Çeşitli taraflar, ülkedeki çatışmanın taraflarının Libya petrol endüstrisinden bir baskı aracı olarak yararlanmaya çalıştıklarını düşünüyor.

ABD'li küresel istihbarat ve araştırma kuruluşu Stratfor’a göre mevcut savaş, hiçbir tarafın petrol üretimini veya ihracatını durdurmasına yol açmasa da, savaşın devam etmesiyle birlikte petrol sektörünün kırılgan bir konuma sürüklenmesi muhtemel görünüyor.

Libyalı ekonomist Abdüssamed Vahida, ülkedeki resmi petrol kurumunun kararının hükümet tarafından kontrol edilmesinin, bu dosyanın çeşitli şekillerde sömürülmesine yol açacağını ve Sanallah’ın orduya yönelik ithamlarının söz konusu eğilime işaret ettiğini dile getirdi.

Vahida, Independent Arabia’ya verdiği demeçte, yeni hükümetin merkez bankası aracılığıyla aldığı önlemlerin ‘ordunun fon temin ettiği yolların kurutulması amacı’ taşıdığını belirtti.

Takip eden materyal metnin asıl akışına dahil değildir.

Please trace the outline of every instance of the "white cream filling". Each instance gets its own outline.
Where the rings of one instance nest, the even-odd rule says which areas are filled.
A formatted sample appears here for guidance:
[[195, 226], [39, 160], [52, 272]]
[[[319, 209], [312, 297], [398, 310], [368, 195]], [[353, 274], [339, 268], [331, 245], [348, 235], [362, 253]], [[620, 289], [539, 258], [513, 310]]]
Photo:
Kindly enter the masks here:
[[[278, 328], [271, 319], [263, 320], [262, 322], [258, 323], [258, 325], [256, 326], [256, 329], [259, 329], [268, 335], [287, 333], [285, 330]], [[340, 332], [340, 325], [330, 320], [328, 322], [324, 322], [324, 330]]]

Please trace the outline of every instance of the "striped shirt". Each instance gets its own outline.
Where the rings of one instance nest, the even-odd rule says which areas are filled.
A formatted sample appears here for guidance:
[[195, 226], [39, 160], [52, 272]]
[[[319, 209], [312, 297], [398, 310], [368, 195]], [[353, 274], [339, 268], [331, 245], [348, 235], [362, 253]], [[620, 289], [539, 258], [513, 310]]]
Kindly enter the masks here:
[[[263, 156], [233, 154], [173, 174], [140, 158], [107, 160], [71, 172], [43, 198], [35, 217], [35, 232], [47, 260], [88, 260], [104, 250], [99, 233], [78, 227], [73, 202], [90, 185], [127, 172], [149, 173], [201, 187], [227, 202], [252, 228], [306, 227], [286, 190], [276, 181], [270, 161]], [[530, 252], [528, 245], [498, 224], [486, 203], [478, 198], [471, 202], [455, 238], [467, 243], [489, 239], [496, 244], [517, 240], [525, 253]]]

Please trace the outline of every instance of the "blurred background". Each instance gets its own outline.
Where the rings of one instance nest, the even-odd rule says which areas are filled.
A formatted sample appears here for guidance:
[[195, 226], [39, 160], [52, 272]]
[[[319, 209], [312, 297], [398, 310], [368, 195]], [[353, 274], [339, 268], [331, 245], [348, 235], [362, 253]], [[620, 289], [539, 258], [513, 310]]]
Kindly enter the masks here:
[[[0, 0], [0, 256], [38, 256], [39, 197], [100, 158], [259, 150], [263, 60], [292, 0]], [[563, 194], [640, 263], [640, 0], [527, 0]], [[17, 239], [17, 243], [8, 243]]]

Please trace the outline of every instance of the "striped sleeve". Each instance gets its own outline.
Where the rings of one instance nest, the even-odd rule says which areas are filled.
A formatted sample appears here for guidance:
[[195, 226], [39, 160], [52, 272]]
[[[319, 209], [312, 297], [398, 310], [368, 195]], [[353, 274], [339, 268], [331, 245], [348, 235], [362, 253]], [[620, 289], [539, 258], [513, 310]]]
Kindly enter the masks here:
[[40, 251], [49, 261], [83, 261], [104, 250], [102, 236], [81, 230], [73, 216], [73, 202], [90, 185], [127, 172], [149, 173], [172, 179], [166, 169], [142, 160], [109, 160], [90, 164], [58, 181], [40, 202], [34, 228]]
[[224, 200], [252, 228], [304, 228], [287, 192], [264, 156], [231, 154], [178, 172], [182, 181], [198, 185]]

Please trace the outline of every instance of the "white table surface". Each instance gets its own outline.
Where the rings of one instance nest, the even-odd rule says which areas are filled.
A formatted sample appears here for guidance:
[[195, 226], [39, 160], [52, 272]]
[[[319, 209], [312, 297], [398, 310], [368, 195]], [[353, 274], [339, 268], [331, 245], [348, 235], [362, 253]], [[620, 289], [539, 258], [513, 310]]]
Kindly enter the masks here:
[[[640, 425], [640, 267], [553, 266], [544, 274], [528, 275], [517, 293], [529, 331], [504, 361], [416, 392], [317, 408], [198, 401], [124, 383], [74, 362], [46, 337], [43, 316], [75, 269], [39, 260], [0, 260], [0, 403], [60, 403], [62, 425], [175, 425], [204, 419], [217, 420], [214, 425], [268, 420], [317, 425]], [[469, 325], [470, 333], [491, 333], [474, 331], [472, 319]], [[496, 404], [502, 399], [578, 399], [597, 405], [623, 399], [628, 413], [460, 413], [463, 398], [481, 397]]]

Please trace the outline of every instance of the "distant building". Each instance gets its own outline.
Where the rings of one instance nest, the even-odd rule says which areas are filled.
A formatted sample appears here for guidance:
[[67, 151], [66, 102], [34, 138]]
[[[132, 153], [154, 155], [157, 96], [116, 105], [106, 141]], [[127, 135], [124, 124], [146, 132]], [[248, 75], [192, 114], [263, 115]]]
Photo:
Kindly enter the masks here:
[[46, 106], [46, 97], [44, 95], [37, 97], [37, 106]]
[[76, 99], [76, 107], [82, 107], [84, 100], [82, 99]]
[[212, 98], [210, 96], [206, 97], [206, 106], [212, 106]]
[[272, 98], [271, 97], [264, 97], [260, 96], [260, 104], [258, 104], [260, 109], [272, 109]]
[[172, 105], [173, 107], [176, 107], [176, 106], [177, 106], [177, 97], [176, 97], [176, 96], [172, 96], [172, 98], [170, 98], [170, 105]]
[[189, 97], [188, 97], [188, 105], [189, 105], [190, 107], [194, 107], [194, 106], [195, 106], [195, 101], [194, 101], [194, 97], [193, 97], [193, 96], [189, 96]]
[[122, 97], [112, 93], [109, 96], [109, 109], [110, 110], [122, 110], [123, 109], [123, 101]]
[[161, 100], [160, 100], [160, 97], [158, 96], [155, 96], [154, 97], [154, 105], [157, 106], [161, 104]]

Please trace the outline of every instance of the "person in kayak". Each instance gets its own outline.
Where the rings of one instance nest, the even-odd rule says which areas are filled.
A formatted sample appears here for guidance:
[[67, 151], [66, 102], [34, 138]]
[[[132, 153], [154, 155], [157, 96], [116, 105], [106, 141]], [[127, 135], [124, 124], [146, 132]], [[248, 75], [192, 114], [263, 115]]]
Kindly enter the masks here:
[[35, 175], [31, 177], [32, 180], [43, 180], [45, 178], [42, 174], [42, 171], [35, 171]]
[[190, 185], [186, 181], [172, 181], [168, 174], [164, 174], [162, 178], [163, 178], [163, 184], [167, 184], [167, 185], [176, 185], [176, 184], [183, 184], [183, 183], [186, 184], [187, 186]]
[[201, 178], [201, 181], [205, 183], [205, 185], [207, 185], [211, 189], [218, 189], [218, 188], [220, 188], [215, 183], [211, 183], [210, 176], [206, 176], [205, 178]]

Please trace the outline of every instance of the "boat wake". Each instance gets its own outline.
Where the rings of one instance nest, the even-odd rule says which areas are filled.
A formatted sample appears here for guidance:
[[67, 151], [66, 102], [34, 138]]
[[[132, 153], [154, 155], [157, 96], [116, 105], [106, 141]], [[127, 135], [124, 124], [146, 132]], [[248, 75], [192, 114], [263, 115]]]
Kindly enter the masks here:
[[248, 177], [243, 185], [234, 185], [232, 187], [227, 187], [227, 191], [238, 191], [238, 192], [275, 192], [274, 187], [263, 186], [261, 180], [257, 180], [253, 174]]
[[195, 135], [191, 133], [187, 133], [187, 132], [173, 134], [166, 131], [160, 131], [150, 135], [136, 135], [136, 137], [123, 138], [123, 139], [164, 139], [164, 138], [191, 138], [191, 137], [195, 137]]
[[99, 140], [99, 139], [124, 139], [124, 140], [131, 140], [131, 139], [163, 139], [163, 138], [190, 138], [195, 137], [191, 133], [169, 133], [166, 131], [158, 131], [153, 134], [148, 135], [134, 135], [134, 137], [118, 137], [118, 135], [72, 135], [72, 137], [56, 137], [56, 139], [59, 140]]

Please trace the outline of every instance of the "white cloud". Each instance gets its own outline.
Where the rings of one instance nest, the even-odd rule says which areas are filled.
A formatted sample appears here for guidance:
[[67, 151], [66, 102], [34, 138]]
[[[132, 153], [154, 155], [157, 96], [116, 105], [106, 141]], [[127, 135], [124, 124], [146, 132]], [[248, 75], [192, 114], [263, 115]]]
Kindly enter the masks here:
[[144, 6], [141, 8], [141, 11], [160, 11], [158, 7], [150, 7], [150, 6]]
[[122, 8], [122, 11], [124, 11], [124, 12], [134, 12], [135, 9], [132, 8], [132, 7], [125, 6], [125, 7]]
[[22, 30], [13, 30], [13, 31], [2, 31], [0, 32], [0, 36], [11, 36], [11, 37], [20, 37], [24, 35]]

Hükümetin sahip olduğu baskı araçları arasında, petrol şirketi aracılığıyla ihracat üretimini durdurma kararı olduğuna dikkat çeken Vahida, hükümet liderleri tarafından yapılan açıklamaların –ordu genel komutanlığının petrol tesislerini çatışma dairesinin dışında tutma hassasiyetine karşın- petrol kartının siyasi olarak kullanıldığına işaret ettiğini belirtti.

Ordunun her zaman Zaviye Rafinerisi’ni ve Mellitah Kompleksi’ni kontrol altına alma imkanının bulunduğuna işaret eden Vahida, ordunun ‘böyle bir durumun, kontrolünü genişletme ve başkentin güvenliğini sağlama konusundaki mevcut hedefleriyle çatıştığının’ farkında olduğunu belirtti.

 

* İçerik orijinal haline bağlı kalınarak çevrilmiştir. Independent Türkçe’nin editöryal politikasını yansıtmayabilir.